Last year, a group of Case Western Reserve University students made headlines with Hole Patch, their innovative approach to fixing potholes using a bag filled with a secret recipe of non-Newtonian fluid. As a co-founder of the award-winning startup, junior Mayank Saksena played a major role in the company’s creation.
This year, Saksena is making headlines himself, having recently been named Northeast Ohio’s Best Intern by the Northeast Ohio Council on Higher Education. His nominators at BioEnterprise were so impressed by him both professionally and personally that they invited him back during the academic year—the first time the company had extended such an offer to an undergraduate.
His work at BioEnterprise combined his areas of expertise—entrepreneurship and engineering—as he created a market analysis for a wound-healing technology. It’s precisely the kind of work he’s always wanted to do.
Saksena, an economics and biomedical engineering major, chose his areas of study with the aspiration of making technical discoveries commercial successes.
“I’ve always wanted to pursue both a technical and a business-oriented degree with the goal of combining both of them in a career post graduation,” said Saksena. “I always joke around saying that an ideal job for me would be putting a lab coat on in the morning and switching over to a suit in the afternoon.”
Saksena and several of his classmates put this way of thinking into practice with the inception of Hole Patch LLC, and they continue to work on improving Hole Patch with the help and encouragement from the CWRU community, specifically members of the faculty and alumni.
“I’d love to continue working in the startup and/or consulting space, helping drive growth and helping bring technologies all the way from the lab to the marketplace,” said Saksena.”
His summer break will be anything but, as the junior has a packed schedule.
“I’ll be working for BioMotiv, a firm that accelerates breakthrough discoveries from research institutions into therapeutics for patients,” said Saksena.
He’ll also be part of the Summer on the Cuyahoga program, which allows students to discover the professional opportunities Cleveland has to offer. He looks forward to the opportunity “to better explore parts of Cleveland I usually don’t see during the academic year.”
With such a rigorous daily schedule that involves class, studying, working on Hole Patch and participating in a number of organizations (he is president of CWRU Capital), Saksena relies on comedy to set his mind at ease.
“I love watching episodes of Modern Family, Parks and Recreation and Everybody Loves Raymond,” Saksena said. “It’s a great way to unwind and have a good laugh after a stressful day.”
Learn more about Saksena in this week’s five questions.
1. What was the first album you ever purchased, and what was the medium (record, cassette, CD, etc.)?
It was one of the Backstreet Boys’ CDs. I remember moving from Singapore in the third grade and all anyone was talking about in my classes was this boy band, so I decided to check it out. It was my first taste of American music.
2. What do you think should have won “Best Picture” at the Oscars—whether or not it was nominated? (aka what was the best movie you saw this year)
Silver Linings Playbook.
3. What moment at Case Western Reserve stands out as most memorable (so far)?
Starting Hole Patch LLC in the basement of Kelvin Smith Library during my sophomore year. It has been an unbelievable experience so far that has helped me grow tremendously as both a student and entrepreneur. With the endless support of Case Western Reserve faculty and alumni, Hole Patch has grown considerably over the past year and has a very promising future ahead of itself.

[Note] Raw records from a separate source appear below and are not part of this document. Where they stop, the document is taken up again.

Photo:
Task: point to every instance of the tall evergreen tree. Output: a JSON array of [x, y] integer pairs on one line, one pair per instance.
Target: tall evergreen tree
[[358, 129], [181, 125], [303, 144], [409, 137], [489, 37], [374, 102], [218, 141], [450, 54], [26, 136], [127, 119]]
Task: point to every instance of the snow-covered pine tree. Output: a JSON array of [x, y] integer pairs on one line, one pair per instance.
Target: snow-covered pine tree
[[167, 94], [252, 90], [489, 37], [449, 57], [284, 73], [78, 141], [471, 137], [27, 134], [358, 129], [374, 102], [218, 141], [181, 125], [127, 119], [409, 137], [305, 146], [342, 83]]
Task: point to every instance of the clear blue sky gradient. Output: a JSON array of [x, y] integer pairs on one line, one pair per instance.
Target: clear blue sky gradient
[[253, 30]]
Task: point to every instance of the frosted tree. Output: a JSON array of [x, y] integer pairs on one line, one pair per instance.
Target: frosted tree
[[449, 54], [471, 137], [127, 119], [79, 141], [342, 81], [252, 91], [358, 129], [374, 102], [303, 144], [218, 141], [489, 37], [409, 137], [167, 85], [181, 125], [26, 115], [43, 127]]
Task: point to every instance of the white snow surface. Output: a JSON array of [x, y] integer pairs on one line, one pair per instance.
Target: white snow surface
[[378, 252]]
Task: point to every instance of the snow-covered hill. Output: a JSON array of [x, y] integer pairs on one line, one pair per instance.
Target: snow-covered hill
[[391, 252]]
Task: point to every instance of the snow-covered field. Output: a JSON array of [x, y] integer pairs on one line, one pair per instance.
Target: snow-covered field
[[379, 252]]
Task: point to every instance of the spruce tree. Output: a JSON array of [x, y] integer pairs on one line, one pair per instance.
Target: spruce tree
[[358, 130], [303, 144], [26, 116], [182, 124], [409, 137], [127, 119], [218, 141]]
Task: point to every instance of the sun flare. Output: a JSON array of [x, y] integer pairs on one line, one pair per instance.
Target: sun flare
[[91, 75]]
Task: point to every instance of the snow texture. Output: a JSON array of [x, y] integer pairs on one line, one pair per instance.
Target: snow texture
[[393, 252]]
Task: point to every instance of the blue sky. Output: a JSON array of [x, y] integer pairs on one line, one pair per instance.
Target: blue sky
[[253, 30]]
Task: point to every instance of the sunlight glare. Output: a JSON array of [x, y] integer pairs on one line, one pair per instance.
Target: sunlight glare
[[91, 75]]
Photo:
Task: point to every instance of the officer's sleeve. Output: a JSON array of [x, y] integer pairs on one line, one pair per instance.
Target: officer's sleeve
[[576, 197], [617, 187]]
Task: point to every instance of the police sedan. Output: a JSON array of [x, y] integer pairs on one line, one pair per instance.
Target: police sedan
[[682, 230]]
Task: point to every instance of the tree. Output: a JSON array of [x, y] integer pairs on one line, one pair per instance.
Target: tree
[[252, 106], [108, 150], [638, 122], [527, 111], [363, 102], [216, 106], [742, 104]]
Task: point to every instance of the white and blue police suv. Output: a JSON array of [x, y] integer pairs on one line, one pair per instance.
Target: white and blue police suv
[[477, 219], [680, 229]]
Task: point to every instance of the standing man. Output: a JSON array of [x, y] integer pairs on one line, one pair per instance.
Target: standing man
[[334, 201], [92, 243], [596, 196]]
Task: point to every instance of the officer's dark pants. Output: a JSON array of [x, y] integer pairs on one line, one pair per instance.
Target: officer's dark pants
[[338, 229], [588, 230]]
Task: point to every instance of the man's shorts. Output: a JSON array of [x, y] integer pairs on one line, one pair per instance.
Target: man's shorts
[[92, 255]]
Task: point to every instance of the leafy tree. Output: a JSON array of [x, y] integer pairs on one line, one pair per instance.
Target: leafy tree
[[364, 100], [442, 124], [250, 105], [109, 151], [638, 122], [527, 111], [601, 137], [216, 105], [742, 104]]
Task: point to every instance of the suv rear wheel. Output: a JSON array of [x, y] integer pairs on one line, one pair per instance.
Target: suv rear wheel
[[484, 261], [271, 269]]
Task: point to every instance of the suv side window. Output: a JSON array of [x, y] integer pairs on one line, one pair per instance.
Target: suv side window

4. What is one thing people would be surprised to learn about you?
I’m obsessed with airplanes and have always wanted to be a pilot. I definitely plan on getting a pilot’s license after I graduate.
5. What is your favorite thing about Case Western Reserve?
The creativity. It’s inspiring to see students come up with these incredible ideas and work with the local community to transform them into successful businesses. Whether it is commercializing a pothole patch or a malaria diagnostic tool, the students here have access to a tremendous amount of support from the university and the Greater Cleveland community. It’s exciting to see where this student-led innovation will take us.